Monday, January 02, 2006

Brokeback Mountain

No, I haven’t seen the movie yet—I’m one of those people who almost always waits for a film to come out on DVD. But all the talk about the film inspired me to go back and reread the original story, Annie Proulx’s “Brokeback Mountain,” from Close Range: Wyoming Stories. What a great book! What a great set of stories, from the opening “Half-Skinned Steer” all the way to “Brokeback Mountain.” Well, maybe a couple of the stories in the middle go a bit over-the-top, a bit too far into the melodramatic “gruesome things that happen in bad weather” genre, but Proulx is such a great writer.

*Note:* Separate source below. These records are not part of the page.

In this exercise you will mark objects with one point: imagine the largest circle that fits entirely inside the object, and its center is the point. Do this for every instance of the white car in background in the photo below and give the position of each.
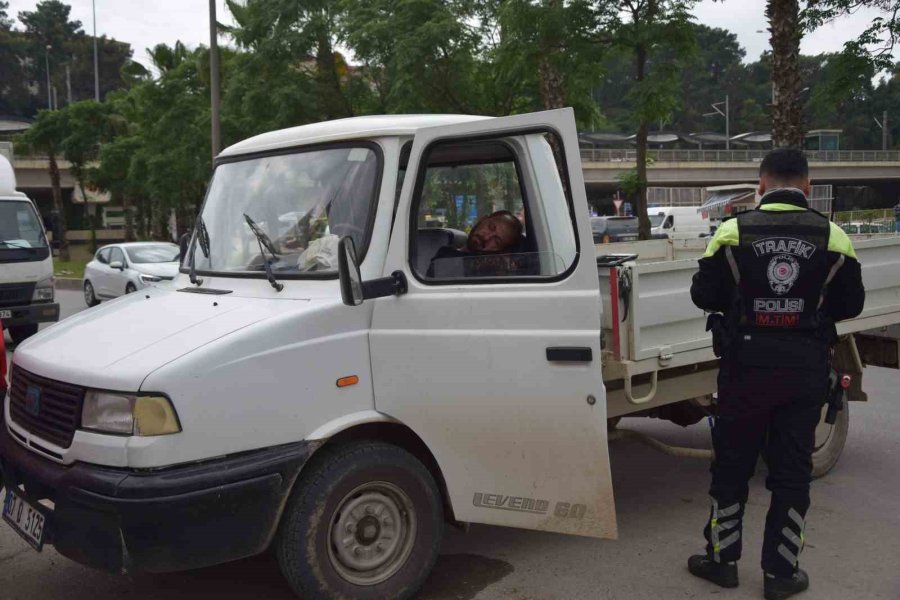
(120, 269)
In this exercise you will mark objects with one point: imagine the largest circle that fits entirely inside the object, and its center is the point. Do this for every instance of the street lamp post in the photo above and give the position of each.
(214, 78)
(47, 67)
(96, 61)
(727, 115)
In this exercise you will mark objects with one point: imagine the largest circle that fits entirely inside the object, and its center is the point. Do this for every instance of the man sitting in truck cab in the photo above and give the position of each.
(490, 251)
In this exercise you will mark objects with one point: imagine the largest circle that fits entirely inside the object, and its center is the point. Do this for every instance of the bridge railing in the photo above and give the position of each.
(630, 155)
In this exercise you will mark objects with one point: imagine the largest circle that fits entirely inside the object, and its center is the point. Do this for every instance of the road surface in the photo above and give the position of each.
(853, 534)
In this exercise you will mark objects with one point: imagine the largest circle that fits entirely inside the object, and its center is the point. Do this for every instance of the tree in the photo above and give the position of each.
(645, 29)
(160, 159)
(548, 43)
(291, 44)
(786, 33)
(44, 136)
(85, 126)
(15, 97)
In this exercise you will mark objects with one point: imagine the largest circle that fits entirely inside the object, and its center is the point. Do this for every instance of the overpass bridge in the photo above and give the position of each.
(676, 168)
(876, 169)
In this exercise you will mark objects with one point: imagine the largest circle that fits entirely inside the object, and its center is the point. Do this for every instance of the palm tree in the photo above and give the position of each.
(786, 32)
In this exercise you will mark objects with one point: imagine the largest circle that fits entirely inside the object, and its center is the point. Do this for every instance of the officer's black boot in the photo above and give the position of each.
(722, 574)
(779, 588)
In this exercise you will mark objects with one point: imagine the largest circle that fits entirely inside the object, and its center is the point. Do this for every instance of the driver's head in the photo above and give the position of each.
(498, 232)
(784, 168)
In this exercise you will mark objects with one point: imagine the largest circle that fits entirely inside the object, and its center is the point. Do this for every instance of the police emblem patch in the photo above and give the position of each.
(783, 271)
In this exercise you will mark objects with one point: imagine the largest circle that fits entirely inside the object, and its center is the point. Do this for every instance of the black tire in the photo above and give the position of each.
(90, 297)
(830, 440)
(20, 333)
(357, 477)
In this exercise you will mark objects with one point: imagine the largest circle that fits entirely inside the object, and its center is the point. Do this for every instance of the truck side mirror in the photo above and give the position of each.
(348, 272)
(353, 289)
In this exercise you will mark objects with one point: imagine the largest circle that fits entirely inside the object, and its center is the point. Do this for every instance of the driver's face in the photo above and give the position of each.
(493, 234)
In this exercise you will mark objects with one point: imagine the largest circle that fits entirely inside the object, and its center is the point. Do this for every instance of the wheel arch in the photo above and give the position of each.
(374, 426)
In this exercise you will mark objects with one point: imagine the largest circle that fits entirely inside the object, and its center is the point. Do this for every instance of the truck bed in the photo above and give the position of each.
(659, 327)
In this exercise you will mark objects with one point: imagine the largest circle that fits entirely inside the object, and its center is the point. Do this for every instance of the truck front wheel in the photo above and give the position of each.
(365, 520)
(830, 440)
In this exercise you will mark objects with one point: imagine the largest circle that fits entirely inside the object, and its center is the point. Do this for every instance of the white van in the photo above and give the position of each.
(26, 264)
(678, 222)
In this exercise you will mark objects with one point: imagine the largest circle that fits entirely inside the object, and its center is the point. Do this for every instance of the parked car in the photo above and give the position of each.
(26, 265)
(120, 269)
(614, 229)
(863, 228)
(678, 222)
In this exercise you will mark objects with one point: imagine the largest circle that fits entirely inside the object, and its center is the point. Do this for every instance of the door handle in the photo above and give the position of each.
(569, 354)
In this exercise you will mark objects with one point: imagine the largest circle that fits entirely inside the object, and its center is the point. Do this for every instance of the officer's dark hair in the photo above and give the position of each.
(784, 164)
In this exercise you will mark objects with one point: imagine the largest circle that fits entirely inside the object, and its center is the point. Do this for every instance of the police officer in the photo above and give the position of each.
(780, 276)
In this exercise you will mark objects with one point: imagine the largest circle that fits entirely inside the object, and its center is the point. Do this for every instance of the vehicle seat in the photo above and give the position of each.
(429, 241)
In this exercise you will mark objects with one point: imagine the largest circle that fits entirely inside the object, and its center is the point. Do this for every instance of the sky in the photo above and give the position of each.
(145, 23)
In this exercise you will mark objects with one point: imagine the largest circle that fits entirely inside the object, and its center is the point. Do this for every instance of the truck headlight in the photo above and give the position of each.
(43, 291)
(150, 278)
(125, 414)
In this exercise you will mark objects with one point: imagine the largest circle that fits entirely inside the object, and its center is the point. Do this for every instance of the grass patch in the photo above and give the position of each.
(69, 268)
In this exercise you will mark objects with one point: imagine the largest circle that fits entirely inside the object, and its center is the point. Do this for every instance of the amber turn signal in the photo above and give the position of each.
(348, 381)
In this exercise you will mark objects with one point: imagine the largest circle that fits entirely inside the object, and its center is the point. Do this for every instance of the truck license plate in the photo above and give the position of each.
(24, 518)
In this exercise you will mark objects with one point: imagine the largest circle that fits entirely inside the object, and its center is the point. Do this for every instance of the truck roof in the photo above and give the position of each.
(344, 129)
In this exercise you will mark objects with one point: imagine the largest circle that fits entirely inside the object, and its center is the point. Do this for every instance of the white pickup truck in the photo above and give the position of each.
(335, 376)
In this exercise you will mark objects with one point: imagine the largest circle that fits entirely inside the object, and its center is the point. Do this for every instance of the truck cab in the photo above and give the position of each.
(264, 401)
(26, 264)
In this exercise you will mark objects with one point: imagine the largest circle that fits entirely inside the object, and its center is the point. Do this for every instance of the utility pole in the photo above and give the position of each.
(47, 66)
(96, 61)
(68, 84)
(884, 129)
(214, 78)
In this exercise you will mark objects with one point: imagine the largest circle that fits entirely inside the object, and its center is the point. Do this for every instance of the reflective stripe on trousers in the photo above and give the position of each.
(797, 540)
(717, 526)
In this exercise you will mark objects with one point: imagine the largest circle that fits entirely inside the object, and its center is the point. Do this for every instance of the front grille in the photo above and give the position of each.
(15, 294)
(58, 410)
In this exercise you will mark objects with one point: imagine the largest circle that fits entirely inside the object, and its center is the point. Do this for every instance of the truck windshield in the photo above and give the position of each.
(304, 202)
(20, 226)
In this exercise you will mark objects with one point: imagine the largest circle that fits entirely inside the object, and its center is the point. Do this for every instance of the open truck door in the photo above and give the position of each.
(494, 360)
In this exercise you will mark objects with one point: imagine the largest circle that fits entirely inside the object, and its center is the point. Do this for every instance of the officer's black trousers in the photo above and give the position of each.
(778, 411)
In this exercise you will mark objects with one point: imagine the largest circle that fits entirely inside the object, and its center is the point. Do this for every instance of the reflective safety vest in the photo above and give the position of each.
(781, 268)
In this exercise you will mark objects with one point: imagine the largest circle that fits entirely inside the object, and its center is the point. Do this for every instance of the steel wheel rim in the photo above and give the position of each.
(371, 533)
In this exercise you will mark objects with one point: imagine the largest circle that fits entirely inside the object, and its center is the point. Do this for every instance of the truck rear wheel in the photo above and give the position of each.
(20, 333)
(365, 520)
(830, 440)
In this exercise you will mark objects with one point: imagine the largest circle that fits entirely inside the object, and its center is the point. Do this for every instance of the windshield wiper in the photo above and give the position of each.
(16, 244)
(202, 236)
(264, 240)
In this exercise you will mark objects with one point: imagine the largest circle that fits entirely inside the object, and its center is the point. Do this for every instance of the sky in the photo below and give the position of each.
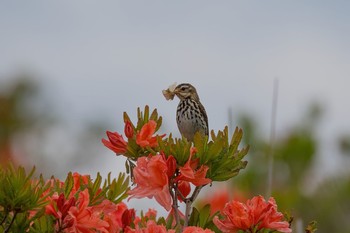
(98, 59)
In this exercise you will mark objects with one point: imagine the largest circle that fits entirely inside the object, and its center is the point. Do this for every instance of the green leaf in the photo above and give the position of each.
(204, 215)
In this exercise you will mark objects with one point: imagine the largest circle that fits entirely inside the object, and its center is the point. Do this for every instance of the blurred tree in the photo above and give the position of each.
(16, 113)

Occasionally when I get discouraged in my “Why doesn’t anyone read poetry?” mode, the possibility crosses my mind for a disturbing half second that maybe it’s because we poets are all a bunch of lazy sons of bitches who just don’t work hard enough at what we do and don’t write very well. What contemporary American poet writes half as well—as poetically—as Annie Proulx? And I could name a dozen other fiction writers. As the judge said about obscenity, I can’t define it but I know it when I see it. Maybe I can’t define good writing but I know it when I read it, and “Brokeback Mountain” is it. It’s poetry.